Rather un-optimistically, Maisie looked down at her own feet. Iain had already moved down a few steps curving with the shape of the cliff. She watched him, where he planted his feet, and tried to follow.
He noticed her hesitant movements. “Take your time.”
“Oh, you don’t need to worry about that,” Maisie answered under her breath.
Yesterday, she’d been at her computer, in the warmth with a cup of tea, organising pages of a veterinary website with pictures of cute kittens and bunnies, and now she couldn’t feel her nose from how chilly it was.

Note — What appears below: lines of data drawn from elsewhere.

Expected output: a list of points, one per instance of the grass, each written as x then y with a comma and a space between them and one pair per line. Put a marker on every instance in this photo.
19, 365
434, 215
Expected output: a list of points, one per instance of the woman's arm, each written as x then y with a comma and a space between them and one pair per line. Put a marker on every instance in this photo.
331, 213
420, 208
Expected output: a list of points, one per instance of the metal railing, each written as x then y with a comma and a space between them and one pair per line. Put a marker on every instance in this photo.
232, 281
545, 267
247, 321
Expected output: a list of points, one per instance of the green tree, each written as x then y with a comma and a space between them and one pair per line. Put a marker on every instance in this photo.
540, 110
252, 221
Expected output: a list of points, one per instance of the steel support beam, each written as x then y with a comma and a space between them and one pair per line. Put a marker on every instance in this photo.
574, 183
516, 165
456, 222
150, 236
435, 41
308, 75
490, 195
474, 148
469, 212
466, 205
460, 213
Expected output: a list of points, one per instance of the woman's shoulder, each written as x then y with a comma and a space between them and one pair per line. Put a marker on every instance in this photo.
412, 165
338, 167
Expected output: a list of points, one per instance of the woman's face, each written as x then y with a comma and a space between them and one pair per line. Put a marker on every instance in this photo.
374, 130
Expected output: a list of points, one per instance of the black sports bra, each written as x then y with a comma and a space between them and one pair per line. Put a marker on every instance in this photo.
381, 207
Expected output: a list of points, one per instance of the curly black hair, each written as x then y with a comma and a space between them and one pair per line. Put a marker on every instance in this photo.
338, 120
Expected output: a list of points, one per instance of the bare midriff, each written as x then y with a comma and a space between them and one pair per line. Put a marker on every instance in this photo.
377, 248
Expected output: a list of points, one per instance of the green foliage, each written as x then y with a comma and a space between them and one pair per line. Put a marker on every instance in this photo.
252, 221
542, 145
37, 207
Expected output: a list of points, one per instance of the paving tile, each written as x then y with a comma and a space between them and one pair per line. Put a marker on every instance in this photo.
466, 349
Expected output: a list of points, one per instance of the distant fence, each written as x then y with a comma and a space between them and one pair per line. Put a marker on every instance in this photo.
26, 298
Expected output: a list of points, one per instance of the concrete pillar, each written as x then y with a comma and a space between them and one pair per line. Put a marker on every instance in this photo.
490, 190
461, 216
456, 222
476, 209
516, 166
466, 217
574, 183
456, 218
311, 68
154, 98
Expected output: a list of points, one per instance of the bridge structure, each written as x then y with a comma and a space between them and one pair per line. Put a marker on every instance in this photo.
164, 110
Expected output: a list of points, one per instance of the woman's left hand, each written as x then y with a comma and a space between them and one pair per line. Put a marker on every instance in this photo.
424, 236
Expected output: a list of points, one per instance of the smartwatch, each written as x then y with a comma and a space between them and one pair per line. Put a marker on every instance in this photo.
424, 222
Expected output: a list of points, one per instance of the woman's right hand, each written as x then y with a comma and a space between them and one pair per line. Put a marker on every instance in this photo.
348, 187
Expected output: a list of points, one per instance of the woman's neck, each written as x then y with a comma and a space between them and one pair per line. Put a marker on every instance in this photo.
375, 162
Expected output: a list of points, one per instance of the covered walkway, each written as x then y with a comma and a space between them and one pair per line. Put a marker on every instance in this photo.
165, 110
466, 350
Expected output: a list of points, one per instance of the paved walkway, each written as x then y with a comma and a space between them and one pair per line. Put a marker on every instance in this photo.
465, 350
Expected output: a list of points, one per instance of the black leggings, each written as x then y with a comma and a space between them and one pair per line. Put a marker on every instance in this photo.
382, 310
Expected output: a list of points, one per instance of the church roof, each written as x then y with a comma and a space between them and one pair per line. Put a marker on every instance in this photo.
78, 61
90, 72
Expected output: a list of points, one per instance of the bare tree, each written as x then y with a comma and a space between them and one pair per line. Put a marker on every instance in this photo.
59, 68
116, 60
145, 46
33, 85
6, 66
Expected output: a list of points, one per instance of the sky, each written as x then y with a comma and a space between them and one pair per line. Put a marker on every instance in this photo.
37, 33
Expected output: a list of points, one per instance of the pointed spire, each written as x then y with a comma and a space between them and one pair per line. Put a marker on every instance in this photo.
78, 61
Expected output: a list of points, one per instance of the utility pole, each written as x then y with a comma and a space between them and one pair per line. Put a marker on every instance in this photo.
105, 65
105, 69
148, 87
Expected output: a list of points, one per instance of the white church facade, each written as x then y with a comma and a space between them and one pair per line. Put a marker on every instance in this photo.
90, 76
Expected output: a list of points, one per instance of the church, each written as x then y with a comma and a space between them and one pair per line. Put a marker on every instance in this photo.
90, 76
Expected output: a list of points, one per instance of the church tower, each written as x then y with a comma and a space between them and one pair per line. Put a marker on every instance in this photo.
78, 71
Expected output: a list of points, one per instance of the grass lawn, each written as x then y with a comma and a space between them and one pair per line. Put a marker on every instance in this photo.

When she made it to the little wooden bridge at the bottom of the steps without incident, both Iain and Ted waited for her. She’d noticed there was an aloofness to their relationship that was oddly filled with affection. It was in how Ted looked back from a distance to check where Iain was, and how he didn’t wander too far without him.
The next section of cliff was as steep as the first, for now, with a narrower trail surrounded by mounds of grass that forced her to walk in front of Iain when he gestured for her to go first.
If he was going to keep on doing this –waiting –then they might as well have an actual conversation.